Berezin Alexander E, Kremzer Alexander A, Samura Tatayna A
Department of Internal Medicine; Department of Clinical Pharmacology, State Medical University, Zaporozhye 69035, Ukraine.
J Biomed Res. 2015 Mar 2;30. doi: 10.7555/JBR.29.20140025.
Chronic heart failure (CHF) remains a leading cause of morbidity and mortality. In the current study, we aimed to evaluate the predictive value of circulating thrombospondin-2 (TSP-2) for cumulative survival in patients with ischemic CHF due to coronary artery disease (CAD). The results showed that during a median follow-up of 2.18 years, 21 participants died and 106 subjects were hospitalized repeatedly. The median circulating levels of TSP-2 in patients who survived and those who died were 0.63 ng/mL (95%CI=0.55-0.64 ng/mL) and 1.03 ng/mL (95% CI=0.97-1.07 ng/mL) (P<0.001). Circulating TSP-2 independently predicted all-cause mortality (OR=1.27; 95%CI=1.08-1.59; P=0.002), CHF-related death (OR=1.16; 95%CI=1.02-1.50; P<0.001), and also CHF-related rehospitalization (OR=1.12; 95%CI=1.07-1.25; P<0.001). In conclusion, among CAD patients with symptomatic CHF, increased circulating TSP-2 is correlated with increased 3-year CHF-related death, all-cause mortality, and risk for recurrent hospitalization.
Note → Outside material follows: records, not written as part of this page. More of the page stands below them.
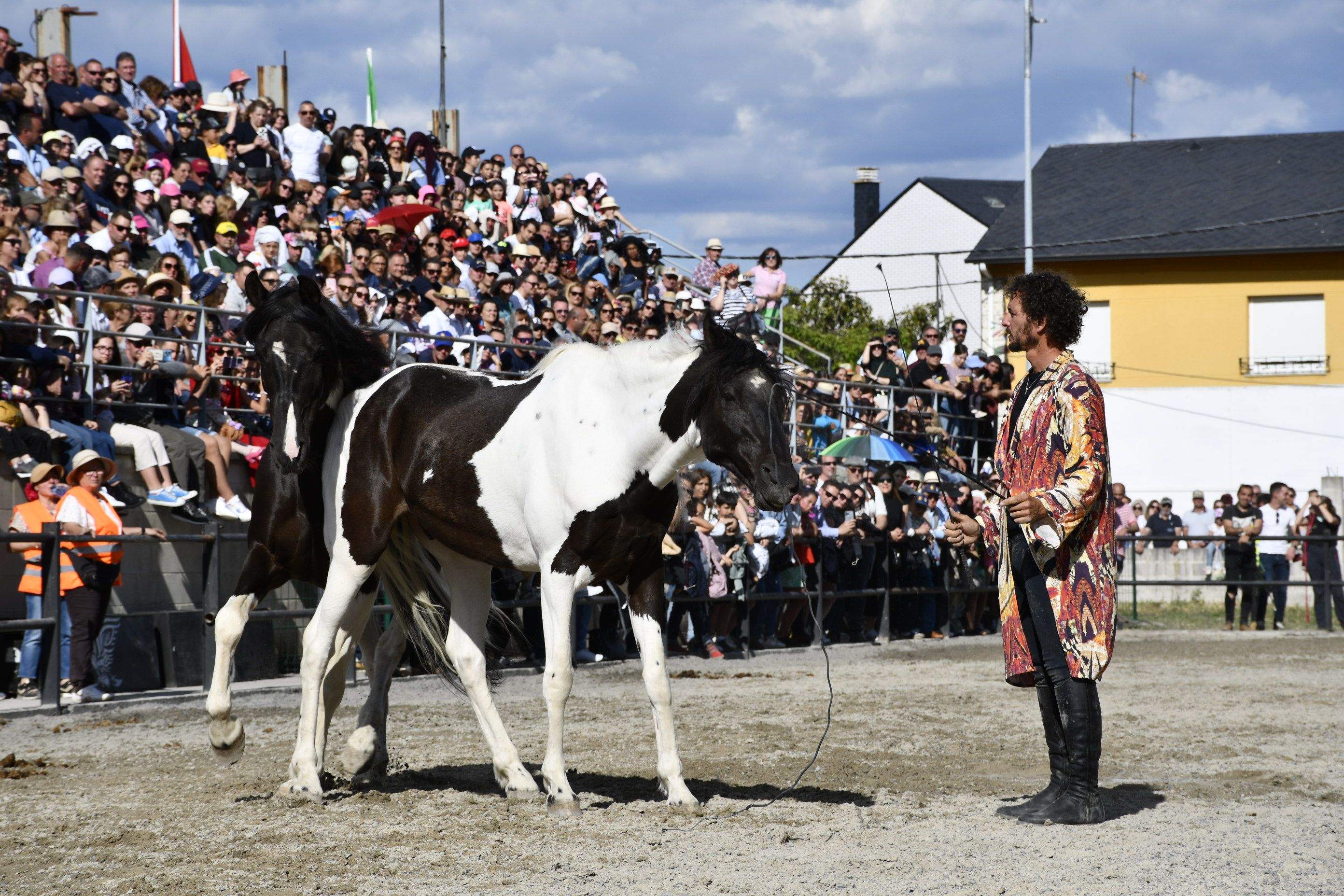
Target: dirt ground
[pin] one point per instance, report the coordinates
(1222, 769)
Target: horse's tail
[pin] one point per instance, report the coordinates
(420, 596)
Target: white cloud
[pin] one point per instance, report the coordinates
(1189, 105)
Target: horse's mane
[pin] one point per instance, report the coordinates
(361, 358)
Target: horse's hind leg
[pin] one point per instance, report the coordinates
(260, 574)
(470, 596)
(366, 751)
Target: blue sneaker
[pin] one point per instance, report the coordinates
(163, 497)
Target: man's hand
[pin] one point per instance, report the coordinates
(961, 530)
(1026, 508)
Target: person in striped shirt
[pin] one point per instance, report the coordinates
(733, 304)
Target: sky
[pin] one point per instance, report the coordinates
(745, 121)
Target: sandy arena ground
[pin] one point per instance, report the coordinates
(1222, 770)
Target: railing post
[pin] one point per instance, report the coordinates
(52, 610)
(88, 354)
(885, 625)
(1134, 574)
(209, 602)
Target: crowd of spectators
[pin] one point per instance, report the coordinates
(1252, 538)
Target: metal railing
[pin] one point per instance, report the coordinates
(1134, 582)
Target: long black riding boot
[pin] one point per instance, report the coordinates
(1058, 757)
(1079, 711)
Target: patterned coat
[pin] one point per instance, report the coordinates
(1058, 453)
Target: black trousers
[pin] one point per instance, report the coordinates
(25, 440)
(88, 609)
(1242, 567)
(1323, 565)
(1038, 617)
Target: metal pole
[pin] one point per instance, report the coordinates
(1134, 73)
(52, 610)
(443, 81)
(1134, 575)
(1029, 261)
(819, 622)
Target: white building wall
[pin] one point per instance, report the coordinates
(920, 221)
(1160, 449)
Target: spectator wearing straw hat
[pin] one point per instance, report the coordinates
(47, 484)
(89, 570)
(706, 273)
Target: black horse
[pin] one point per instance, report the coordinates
(311, 358)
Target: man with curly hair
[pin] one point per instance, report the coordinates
(1053, 543)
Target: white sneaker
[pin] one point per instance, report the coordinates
(93, 694)
(222, 510)
(239, 510)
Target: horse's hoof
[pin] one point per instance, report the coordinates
(562, 808)
(522, 792)
(227, 741)
(295, 790)
(361, 751)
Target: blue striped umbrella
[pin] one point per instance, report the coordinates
(873, 448)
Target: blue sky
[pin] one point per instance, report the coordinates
(746, 120)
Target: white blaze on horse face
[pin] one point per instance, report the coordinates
(291, 434)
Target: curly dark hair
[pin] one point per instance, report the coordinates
(1048, 296)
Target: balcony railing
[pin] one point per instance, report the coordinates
(1287, 366)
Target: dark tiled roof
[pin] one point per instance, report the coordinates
(981, 199)
(976, 198)
(1109, 191)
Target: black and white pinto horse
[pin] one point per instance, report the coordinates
(433, 475)
(311, 358)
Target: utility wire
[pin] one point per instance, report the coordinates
(1100, 241)
(1217, 379)
(1226, 420)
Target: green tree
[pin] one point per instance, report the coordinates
(834, 319)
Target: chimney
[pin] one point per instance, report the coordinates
(866, 205)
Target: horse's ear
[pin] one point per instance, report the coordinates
(254, 291)
(715, 335)
(309, 292)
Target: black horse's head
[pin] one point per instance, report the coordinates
(738, 399)
(309, 356)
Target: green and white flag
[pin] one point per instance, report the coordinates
(371, 100)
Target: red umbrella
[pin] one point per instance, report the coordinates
(402, 217)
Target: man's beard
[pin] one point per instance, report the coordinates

慢性心力衰竭(CHF)仍然是发病和死亡的主要原因。在本研究中,我们旨在评估循环血中血小板反应蛋白-2(TSP-2)对冠状动脉疾病(CAD)所致缺血性CHF患者累积生存的预测价值。结果显示,在中位随访2.18年期间,21名参与者死亡,106名受试者反复住院。存活患者和死亡患者的TSP-2循环水平中位数分别为0.63 ng/mL(95%CI = 0.55 - 0.64 ng/mL)和1.03 ng/mL(95%CI = 0.97 - 1.07 ng/mL)(P < 0.001)。循环血中的TSP-2可独立预测全因死亡率(OR = 1.27;95%CI = 1.08 - 1.59;P = 0.002)、CHF相关死亡(OR = 1.16;95%CI = 1.02 - 1.50;P < 0.001)以及CHF相关再住院率(OR = 1.12;95%CI = 1.07 - 1.25;P < 0.001)。总之,在有症状的CAD合并CHF患者中,循环血中TSP-2升高与3年CHF相关死亡、全因死亡率增加以及再次住院风险增加相关。